The Ukraine crisis also proves that the US reacts to other crises in ways that could severely undermine its ability to manage the paramount priority, which is China’s global rise. As Dimitri Simes and Paul Saunders put it, the repeated failure of the Obama administration’s policy process, which combines bold and moralistic pronouncements with no real policy, has kept US officials and diplomats facing simultaneous simmering crises all around the world. The recent months have been unusually thorny for the Chinese President Xi Jinping and the Premier Li Keqiang: terror attacks in Kunming and Xinjiang, the mysterious disappearance of MH370 with 153 Chinese passengers, the occupation of Taiwan’s Legislature by the protesters against a trade pact with mainland China, and maritime disputes with Vietnam. Fortunately, China can thank Putin for making Obama’s promise of a pivot to the Asia-Pacific (which, for China, looks less like a cooperation opportunity than a strategy of containment) more unrealistic than ever.

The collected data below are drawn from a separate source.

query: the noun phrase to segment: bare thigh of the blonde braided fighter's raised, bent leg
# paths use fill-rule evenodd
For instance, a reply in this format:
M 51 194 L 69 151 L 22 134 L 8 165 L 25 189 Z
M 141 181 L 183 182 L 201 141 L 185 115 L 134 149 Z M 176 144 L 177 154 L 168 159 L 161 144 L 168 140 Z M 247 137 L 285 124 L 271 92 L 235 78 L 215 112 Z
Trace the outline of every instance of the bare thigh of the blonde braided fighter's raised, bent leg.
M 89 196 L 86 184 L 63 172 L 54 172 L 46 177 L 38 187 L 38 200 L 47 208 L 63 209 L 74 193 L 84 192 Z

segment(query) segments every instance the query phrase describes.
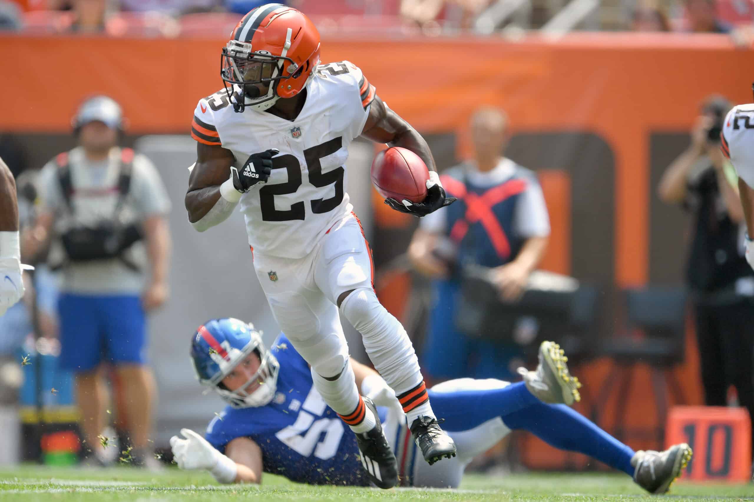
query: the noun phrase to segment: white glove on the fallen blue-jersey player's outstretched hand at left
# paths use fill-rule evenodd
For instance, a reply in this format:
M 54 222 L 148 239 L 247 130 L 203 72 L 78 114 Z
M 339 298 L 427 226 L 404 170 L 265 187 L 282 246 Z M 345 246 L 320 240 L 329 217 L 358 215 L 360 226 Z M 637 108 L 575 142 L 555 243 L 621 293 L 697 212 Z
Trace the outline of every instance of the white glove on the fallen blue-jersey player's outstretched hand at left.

Just as in the 1970s and 1980s, Washington dearly needs Beijing to check Moscow’s political and military adventurism. Secretary Kerry still traveled with a smile to Beijing for the sixth joint meeting of the US-China Strategic and Economic Dialogue on 8 July, even though a day earlier China used war-related anniversaries to strongly criticize and pressure Japan, the most important ally of the US in East Asia.
The impact of Putin’s adventure in Ukraine might be more profound than pushing Kiev, Moscow, and Washington closer to Beijing at the same time. The world today is more like the eve of World War I than the wake of World War II. The war of ideology between two blocs, which characterized the Cold War, has gone forever. And the legacy of the Cold War, the aura of ‘the triumph of democracy’, or in the tongue of Francis Fukuyama, "the end of history", which climaxed in the landslide victory of NATO in the Kosovo War, has largely faded after the Arab Spring.
In the eyes of China, when Putin uses the language of “referendum”, “human rights”, and “international laws”, which had once been the west’s exclusive privilege during the Kosovo Crisis and afterwards, as his cover for annexing Crimea and aiding the rebels, he imposes a de facto death penalty on these terms. Noble notions are too vague to be applied, while power politics triumphs in international relations again. And as China realises that 2014 is more like 1914, it must be relieved that it is no longer the impoverished country of a century ago.